AI should be smart enough to aid security partitioners in assessing risk across disparate events, prioritize a deluge of tasks, and in making judgment calls and decisions. It should help them understand the scope of an attack, separate the needle from the haystack, and identify correlations.
AI should go beyond one-off stateless answers to a specific question and be able to string together the broader context and intent of an entire line of questioning. With the broader context, it should proactively make suggestions to partitioners on further queries, actions, and next steps helping to get a solution or resolution faster.
AI should simplify the human to user interface (UI) interactions by providing a natural language interface to visualize results and execute actions directly in chat. For example, it should be able to help partitioners patch vulnerabilities, guide them through the UI, create a threat detection rule, and more.
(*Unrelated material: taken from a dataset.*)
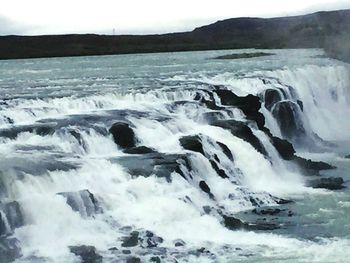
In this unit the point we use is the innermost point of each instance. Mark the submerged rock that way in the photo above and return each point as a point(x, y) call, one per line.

Reducing hallucinations and safeguarding privacy
Two common concerns around generative AI are hallucinations and privacy. Hallucinations are when the AI just pulls something from the ether and makes up an answer that oftentimes sounds convincing, but is ultimately incorrect. Additionally, many organizations are concerned about sharing their data to help train LLMs because they fear it may accidentally expose their data and compromise privacy. To address these concerns, a key architecture approach is to use an intermediary controller that mediates user interactions with AI and has the capability to use multiple LLMs to take advantage of the strengths of each. The controller should provide expert guidance, validate the accuracy of the responses from AI to prevent hallucinations. It also acts as a filter to anonymize sensitive user data before it is sent to the LLM to help address privacy issues.
AI makes security practitioners better
This generative AI architecture for cloud security helps bring AI along the side of any security partitioner and presents them with knowledge and context they need in a timely and focused manner. It enhances decision making by combining the collective intuition of human experts and continuous learning from LLMs. It can help better prioritize risks, speed investigation and response times, and simplify cloud security for everyone whether you are a security expert or not.